This tutorial will describe how to set up high-performance simulation using a TFF runtime deployed on Kubernetes.
For demonstrative purposes, we'll use the TFF simulation for image classification from the tutorial, Federated Learning for Image Classification, but we'll run it against a multi-machine setup consisting of two TFF workers running in Kubernetes. We'll use the same EMNIST dataset for training, but split into two partitions, one for each TFF worker.
This tutorial refers to the following Google Cloud services,
- GKE to create the Kubernetes cluster, but all the steps after the cluster is created can be used with any Kubernetes installation.
- Filestore to serve the training data, but works with any storage medium that can be mounted as a Kubernetes persistent volume.
View on TensorFlow.org | Run in Google Colab | View source on GitHub | Download notebook |
Launch the TFF Workers on Kubernetes
Package TFF Worker Binary
worker_service.py contains the source code for our custom TFF worker. It runs a simulation server with custom logic for loading a dataset partition and sampling from it for each round of federated learning. (To learn more, see Loading Remote Data in TFF.)
We're going to deploy our TFF worker as a containerized application on Kubernetes. Lets start by building a Docker image. Using this Dockerfile, we can package the code by running,
$ WORKER_IMAGE=tff-worker-service:latest
$ docker build --tag $WORKER_IMAGE --file "./Dockerfile" .
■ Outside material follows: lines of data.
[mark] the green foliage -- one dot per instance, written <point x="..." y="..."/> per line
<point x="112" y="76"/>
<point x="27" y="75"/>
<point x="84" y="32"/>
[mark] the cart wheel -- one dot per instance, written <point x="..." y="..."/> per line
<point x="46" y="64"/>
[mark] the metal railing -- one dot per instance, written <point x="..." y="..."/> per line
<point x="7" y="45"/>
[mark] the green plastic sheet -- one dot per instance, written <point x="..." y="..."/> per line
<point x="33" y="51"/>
(Assuming worker_service.py and Dockerfile are located in your working directory.)
Then publish the image to a container repository where it can be accessed by the Kubernetes cluster we're about to create, e.g.,
$ docker push $WORKER_IMAGE
Create a Kubernetes Cluster
The following step only needs to be done once. The cluster can be re-used for future workloads.
Follow the GKE instructions to create a cluster with Filestore CSI driver enabled, e.g.,
gcloud container clusters create tff-cluster --addons=GcpFilestoreCsiDriver
The commands to interact with GCP can be run locally or in the Google Cloud Shell. We recommend the Google Cloud Shell since it doesn't require additional setup.
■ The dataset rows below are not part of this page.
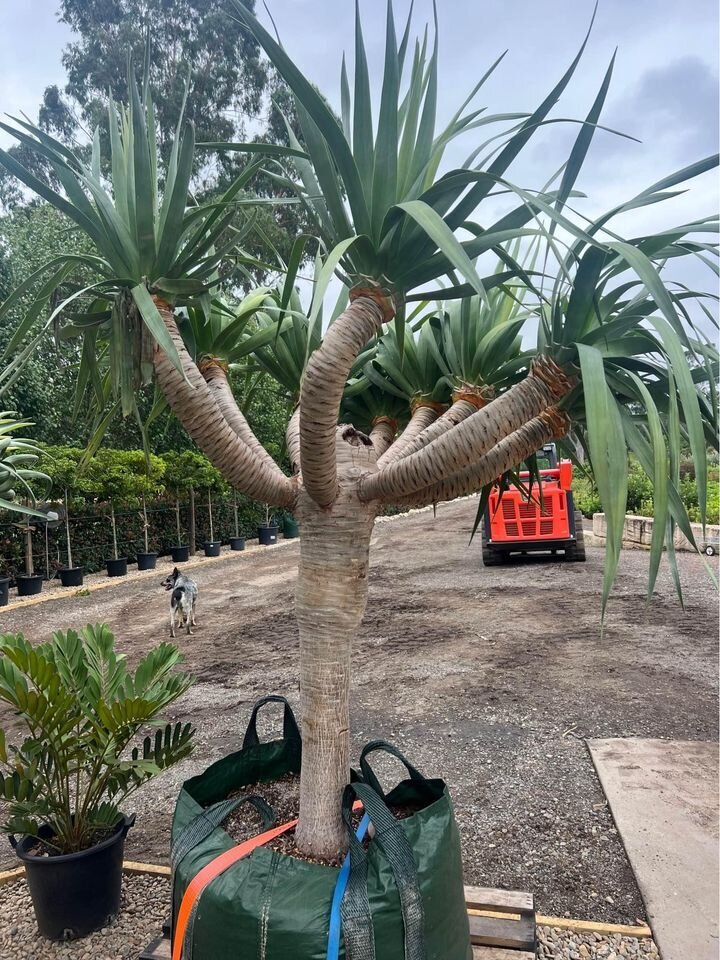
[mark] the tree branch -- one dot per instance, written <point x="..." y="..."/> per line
<point x="292" y="440"/>
<point x="510" y="452"/>
<point x="423" y="414"/>
<point x="191" y="400"/>
<point x="460" y="410"/>
<point x="323" y="385"/>
<point x="466" y="443"/>
<point x="215" y="374"/>
<point x="382" y="434"/>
The rest of this tutorial assumes that the cluster is named tff-cluster
, but the actual name isn't important.
Deploy the TFF Worker Application
worker_deployment.yaml declares the configuration for standing up two TFF workers, each in their own Kubernetes pod with two replicas each. We can apply this configuration to our running cluster,
kubectl apply -f worker_deployment.yaml
Once the changes have been requested, you can check the pods are ready,
kubectl get pod
NAME READY STATUS RESTARTS AGE
tff-workers-deployment-1-6bb8d458d5-hjl9d 1/1 Running 0 5m
tff-workers-deployment-1-6bb8d458d5-jgt4b 1/1 Running 0 5m
tff-workers-deployment-2-6cb76c6f5d-hqt88 1/1 Running 0 5m
tff-workers-deployment-2-6cb76c6f5d-xk92h 1/1 Running 0 5m
Each worker instance runs behind a load balancer with an endpoint. Look up the external IP address of the load balancers,
kubectl get service
NAME TYPE CLUSTER-IP EXTERNAL-IP PORT(S) AGE
tff-workers-service-1 LoadBalancer XX.XX.X.XXX XX.XXX.XX.XXX 80:31830/TCP 6m
tff-workers-service-2 LoadBalancer XX.XX.X.XXX XX.XXX.XX.XXX 80:31319/TCP 6m
You'll need it later to connect the training loop to the running workers.
Prepare Training Data
The EMNIST partitions we'll consume for training can be downloaded from TFF's public dataset repository,
gsutil cp -r gs://tff-datasets-public/emnist-partitions/2-partition
You can then upload them to each pod by copying them to a replica, e.g.,
kubectl cp emnist_part_1.sqlite tff-workers-deployment-1-6bb8d458d5-hjl9d:/root/worker/data/emnist_partition.sqlite
kubectl cp emnist_part_2.sqlite tff-workers-deployment-2-6cb76c6f5d-hqt88:/root/worker/data/emnist_partition.sqlite
Run Simulation
Now we're ready to run simulations against our cluster.
Setup TFF Environment
!pip install --quiet --upgrade tensorflow-federated
!pip install --quiet --upgrade nest-asyncio
import nest_asyncio
nest_asyncio.apply()
Define the Training Procedure
The following defines the dataset iteration methodology, the model architecture, and the round-over-round process for federated learning. (For more detail.)
import collections
from typing import Any, Optional, List
import tensorflow as tf
import tensorflow_federated as tff
class FederatedData(tff.program.FederatedDataSource,
tff.program.FederatedDataSourceIterator):
"""Interface for interacting with the federated training data."""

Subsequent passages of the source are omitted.